WASHINGTON (Reuters) – As the UAW strike enters its fifth day, the Biden administration is hobbled by any lack of legal authority to steer the talks and struggling to figure out UAW President Shawn Fain’s negotiating strategy or getting a clear read on his leadership style, three sources said.

The Biden White House is having discussions about ways to blunt any economic fallout from an extended auto workers strike, the sources said, as U.S. officials acknowledge they have a limited role to play in talks between General Motors (NYSE:), Ford (NYSE:) and Chrysler-owner Stellantis (NYSE:) and the union.

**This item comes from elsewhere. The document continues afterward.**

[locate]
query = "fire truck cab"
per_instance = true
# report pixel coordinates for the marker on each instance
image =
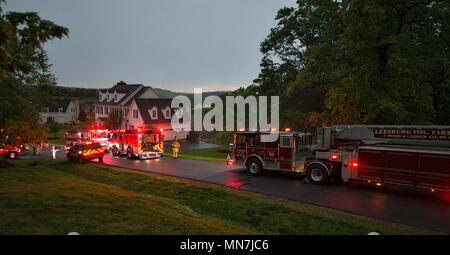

Top administration officials have held multiple calls with union leaders, Michigan lawmakers, company executives, suppliers, outside labor advisers and economists in the run-up to the strike to discuss aid for workers, suppliers and the local state economy, while both parties continue negotiations, one of the sources said.

The White House has started an “inter-agency process” to study the economic implications of the strike, with a focus on workers, said a fourth source familiar with the matter, who described the process as “routine.”

The White House and the administration have discussed “mitigation efforts” in the event of a full work stoppage, not in response to the actions taken by the union currently, two sources said.

White House spokesperson Robyn Patterson said “no decision has been made” on offering aid or lessening the economic impact.

On Friday, Biden sided clearly with the union, telling automakers to concede more to workers who walked off the job at Detroit’s largest car companies and share record profits fairly, and said he would dispatch two of his top officials to Detroit to support both sides in the negotiations.

But he was rebuked by UAW’s Fain, who said “this battle is not about the President,” and the two officials, Gene Sperling, and acting Labor Secretary Julie Su, were still in Washington as of Monday evening.

A White House official said “their goal is not to intervene or to serve as mediator but to help support the negotiations in any way both parties feel is constructive.”